Amgen was founded in 1980. Biogen in 1978. The second wave of biotech companies each built on the recombinant DNA platform that Boyer and Cohen had demonstrated and that Sanger’s sequencing method allowed researchers to characterize. Each new tool enabled the next: restriction enzymes made recombinant DNA possible, recombinant DNA made engineered proteins possible, sequencing made verification possible, and PCR (invented by Kary Mullis in 1983) made copying and amplifying any DNA fragment possible from vanishingly small starting material.
The decade from 1970 to 1980 was not a period of one breakthrough. It was a period of tool accumulation, each tool enabling the next, none of them individually sufficient, all of them together transformative. The researchers who built them were mostly thinking about the next experiment, not the industry their work would generate.

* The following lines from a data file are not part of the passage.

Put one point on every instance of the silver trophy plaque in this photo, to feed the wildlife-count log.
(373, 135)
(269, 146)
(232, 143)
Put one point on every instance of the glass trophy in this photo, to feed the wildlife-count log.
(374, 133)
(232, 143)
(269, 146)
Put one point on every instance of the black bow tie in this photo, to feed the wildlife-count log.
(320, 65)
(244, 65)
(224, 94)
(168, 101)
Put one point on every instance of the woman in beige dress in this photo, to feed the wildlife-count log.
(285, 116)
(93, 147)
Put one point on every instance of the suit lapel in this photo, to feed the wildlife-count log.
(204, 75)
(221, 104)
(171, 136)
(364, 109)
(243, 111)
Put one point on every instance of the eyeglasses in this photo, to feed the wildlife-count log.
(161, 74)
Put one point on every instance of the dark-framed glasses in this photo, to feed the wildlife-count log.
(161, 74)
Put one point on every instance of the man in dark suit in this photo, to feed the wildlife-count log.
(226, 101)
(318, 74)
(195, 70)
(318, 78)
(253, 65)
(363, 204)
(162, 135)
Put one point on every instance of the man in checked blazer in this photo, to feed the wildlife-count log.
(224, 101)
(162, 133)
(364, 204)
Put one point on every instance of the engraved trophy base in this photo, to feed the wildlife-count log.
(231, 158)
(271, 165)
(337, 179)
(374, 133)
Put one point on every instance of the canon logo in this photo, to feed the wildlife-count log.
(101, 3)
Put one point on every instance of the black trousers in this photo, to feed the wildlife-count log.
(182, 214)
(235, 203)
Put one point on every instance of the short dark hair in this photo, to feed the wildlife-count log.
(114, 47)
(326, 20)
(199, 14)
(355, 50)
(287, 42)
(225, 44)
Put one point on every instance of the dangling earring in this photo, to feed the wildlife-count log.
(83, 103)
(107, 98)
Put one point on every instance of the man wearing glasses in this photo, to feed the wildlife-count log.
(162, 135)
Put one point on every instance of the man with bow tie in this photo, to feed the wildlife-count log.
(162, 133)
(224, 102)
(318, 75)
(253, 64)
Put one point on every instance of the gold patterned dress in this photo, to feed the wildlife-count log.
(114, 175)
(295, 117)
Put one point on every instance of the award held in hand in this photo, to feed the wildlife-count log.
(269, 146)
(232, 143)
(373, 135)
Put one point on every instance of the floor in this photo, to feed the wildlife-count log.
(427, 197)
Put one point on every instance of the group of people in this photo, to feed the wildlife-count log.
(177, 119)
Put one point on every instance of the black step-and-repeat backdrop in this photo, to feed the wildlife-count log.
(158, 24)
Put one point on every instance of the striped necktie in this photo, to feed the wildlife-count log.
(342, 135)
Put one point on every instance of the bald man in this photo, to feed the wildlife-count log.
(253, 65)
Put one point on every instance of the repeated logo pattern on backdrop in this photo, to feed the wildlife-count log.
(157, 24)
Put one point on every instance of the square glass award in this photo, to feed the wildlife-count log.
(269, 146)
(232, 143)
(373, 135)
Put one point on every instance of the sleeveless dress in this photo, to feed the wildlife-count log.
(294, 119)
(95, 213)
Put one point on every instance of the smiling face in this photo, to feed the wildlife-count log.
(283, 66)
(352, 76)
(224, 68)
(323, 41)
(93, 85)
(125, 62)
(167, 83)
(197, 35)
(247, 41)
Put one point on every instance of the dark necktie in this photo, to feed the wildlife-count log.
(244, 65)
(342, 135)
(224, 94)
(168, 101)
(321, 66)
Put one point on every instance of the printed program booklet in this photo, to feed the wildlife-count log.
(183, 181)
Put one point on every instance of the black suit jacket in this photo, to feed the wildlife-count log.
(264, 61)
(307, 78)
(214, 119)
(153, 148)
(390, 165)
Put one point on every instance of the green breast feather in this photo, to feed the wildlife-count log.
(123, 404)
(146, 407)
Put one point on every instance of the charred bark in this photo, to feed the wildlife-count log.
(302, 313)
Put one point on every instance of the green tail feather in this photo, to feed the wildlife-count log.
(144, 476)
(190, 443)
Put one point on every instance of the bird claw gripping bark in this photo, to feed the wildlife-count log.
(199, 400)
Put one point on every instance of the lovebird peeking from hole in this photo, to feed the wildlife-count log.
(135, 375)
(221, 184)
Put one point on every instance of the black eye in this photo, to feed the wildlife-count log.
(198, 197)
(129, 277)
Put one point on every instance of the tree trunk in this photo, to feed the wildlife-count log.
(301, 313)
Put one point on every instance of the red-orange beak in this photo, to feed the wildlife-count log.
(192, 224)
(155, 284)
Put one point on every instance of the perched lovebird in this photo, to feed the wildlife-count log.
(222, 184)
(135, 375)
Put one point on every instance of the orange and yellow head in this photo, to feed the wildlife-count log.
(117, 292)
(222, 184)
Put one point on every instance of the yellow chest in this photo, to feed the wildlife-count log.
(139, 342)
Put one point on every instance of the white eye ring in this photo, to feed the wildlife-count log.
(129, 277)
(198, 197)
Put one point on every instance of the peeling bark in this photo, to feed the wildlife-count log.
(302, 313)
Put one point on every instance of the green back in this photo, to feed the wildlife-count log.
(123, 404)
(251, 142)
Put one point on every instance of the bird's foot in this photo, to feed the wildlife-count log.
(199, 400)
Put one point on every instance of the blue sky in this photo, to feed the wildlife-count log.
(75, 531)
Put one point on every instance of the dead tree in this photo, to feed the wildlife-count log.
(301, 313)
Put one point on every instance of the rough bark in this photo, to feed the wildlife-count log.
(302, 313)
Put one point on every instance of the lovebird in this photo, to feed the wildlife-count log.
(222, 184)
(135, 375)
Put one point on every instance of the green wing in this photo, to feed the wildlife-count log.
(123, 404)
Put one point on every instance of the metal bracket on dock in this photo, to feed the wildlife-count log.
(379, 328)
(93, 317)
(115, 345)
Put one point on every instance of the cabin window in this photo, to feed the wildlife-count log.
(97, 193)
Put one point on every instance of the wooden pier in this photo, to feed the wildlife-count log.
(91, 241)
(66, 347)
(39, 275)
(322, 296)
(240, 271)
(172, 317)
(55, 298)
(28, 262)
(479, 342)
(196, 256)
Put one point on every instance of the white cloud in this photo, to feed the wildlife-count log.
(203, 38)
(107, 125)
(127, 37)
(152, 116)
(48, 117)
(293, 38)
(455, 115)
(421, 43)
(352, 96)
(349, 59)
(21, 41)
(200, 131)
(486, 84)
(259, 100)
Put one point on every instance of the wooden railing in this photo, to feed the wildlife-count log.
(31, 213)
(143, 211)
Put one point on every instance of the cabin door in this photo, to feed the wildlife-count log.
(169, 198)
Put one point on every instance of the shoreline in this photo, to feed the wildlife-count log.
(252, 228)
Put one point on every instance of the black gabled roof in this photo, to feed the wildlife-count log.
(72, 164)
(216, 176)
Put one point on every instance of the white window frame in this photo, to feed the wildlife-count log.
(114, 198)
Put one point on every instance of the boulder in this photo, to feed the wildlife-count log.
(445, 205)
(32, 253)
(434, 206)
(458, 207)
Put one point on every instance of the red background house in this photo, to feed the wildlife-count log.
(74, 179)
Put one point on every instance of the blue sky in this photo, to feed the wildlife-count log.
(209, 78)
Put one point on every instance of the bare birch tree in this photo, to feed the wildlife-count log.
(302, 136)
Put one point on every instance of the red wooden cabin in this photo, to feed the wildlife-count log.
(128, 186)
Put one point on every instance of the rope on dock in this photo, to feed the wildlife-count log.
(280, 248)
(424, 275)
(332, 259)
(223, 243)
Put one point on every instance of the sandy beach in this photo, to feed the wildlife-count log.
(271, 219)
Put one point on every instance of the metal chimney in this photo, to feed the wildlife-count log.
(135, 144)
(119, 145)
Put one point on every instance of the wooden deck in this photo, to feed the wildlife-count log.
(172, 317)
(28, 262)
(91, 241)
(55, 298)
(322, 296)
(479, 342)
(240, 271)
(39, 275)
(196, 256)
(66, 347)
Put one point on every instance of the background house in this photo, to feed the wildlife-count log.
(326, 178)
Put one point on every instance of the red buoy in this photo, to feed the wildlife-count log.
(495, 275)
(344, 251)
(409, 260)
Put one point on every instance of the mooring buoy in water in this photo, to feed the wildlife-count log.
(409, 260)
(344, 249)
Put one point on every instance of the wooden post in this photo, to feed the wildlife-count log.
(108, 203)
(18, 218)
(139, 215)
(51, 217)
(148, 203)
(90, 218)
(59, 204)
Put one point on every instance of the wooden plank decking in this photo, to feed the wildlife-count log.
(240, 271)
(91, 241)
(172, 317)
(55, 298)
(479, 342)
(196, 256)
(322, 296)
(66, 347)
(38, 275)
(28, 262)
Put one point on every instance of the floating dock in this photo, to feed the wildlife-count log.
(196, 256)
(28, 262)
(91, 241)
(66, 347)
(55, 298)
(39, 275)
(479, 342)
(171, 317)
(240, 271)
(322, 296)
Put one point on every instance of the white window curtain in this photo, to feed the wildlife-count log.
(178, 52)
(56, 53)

Boyer famously kept the Genentech founding a secret from his colleagues at UCSF for months, uncertain how academia would receive the idea of a professor starting a company.
The pattern has repeated. The researchers who developed CRISPR in 2012 were thinking about bacterial immune systems. The researchers building acoustic reporter genes are thinking about ultrasound contrast. The researchers doing spatial transcriptomics are thinking about tissue architecture. The industries those tools generate will be named later, by other people, once the tools have had time to propagate. That is how it has always worked.